If one of our customers (an organization) provides you with a means of inWebo authentication to log into their applications, we will have a record in our systems that may contain data such as your username with that organization, your first and last name, and your email address. The actual data we have depends on how this organization uses our solution, as we do not need any of this data to operate our service.
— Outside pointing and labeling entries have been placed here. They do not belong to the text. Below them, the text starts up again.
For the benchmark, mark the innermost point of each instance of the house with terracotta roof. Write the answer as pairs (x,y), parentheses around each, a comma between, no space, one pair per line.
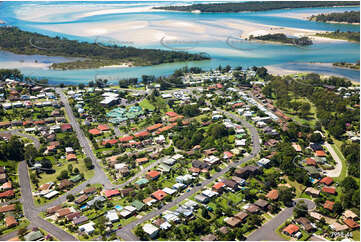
(351,223)
(159,195)
(241,216)
(291,230)
(326,180)
(320,153)
(94,132)
(141,161)
(63,212)
(227,155)
(218,187)
(111,193)
(310,162)
(66,127)
(142,134)
(126,138)
(329,190)
(152,175)
(171,114)
(328,205)
(103,127)
(154,127)
(10,221)
(272,195)
(7,194)
(7,208)
(232,221)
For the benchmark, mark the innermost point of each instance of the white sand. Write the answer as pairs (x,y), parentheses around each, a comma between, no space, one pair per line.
(18,64)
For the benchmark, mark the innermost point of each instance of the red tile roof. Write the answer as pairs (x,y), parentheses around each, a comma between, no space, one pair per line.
(141,160)
(94,131)
(6,194)
(273,194)
(110,141)
(291,229)
(65,127)
(126,138)
(171,114)
(351,223)
(310,162)
(153,174)
(103,127)
(330,190)
(228,154)
(326,180)
(142,134)
(70,157)
(7,208)
(218,185)
(159,195)
(328,205)
(154,127)
(10,221)
(110,193)
(320,153)
(166,128)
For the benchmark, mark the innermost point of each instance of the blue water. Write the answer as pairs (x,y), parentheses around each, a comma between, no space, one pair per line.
(234,52)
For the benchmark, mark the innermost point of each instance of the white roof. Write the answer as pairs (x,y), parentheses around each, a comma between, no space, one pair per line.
(168,190)
(88,228)
(119,166)
(177,156)
(130,208)
(150,229)
(112,216)
(51,194)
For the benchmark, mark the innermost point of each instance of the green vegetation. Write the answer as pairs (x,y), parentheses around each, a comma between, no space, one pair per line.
(22,42)
(345,17)
(350,36)
(282,38)
(256,6)
(348,65)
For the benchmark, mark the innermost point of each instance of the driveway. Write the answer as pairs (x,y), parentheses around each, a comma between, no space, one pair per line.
(126,230)
(336,172)
(267,230)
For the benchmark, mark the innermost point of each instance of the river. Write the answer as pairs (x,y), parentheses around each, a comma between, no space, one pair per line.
(135,24)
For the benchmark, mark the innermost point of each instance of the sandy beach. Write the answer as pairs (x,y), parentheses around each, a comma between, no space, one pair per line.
(277,70)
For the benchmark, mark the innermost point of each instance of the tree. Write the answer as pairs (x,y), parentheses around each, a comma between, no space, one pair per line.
(70,197)
(205,213)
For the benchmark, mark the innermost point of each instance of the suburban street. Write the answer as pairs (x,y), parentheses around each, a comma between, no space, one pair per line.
(18,133)
(126,232)
(267,230)
(31,212)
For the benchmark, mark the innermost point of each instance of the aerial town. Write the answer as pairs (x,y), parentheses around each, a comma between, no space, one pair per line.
(220,159)
(198,120)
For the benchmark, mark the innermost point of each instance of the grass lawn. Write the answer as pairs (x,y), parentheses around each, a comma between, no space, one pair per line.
(145,104)
(356,235)
(336,146)
(23,223)
(299,187)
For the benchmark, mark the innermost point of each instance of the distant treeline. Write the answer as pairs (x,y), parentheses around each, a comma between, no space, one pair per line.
(95,55)
(345,17)
(351,36)
(282,38)
(257,6)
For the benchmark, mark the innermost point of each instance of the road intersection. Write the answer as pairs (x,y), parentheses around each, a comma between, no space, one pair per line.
(32,212)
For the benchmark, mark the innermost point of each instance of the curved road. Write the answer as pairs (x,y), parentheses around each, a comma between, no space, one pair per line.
(18,133)
(126,232)
(267,231)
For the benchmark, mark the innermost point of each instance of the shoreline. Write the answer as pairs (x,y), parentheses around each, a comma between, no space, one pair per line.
(280,71)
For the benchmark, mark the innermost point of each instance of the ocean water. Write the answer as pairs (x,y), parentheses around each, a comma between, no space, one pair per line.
(71,19)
When you use our solutions, you are sometimes given the opportunity to name your trusted profiles or equipment, for the sole purpose of recognizing and distinguishing them. Unlike authentication data, which we protect with the highest security measures, these names are not considered sensitive information in our systems and do not benefit from the additional security measures taken for sensitive data. It is therefore your responsibility to ensure that the names you use are not sensitive data whose loss or accidental disclosure to an unauthorized third party could cause you harm. Simply put, never use sensitive information such as a social security number, tax ID, driver's license number, payment card number, or password to name your trusted profiles and equipment. Instead, use nicknames such as "John's Work", "Julie's House", "Mary's Personal", etc.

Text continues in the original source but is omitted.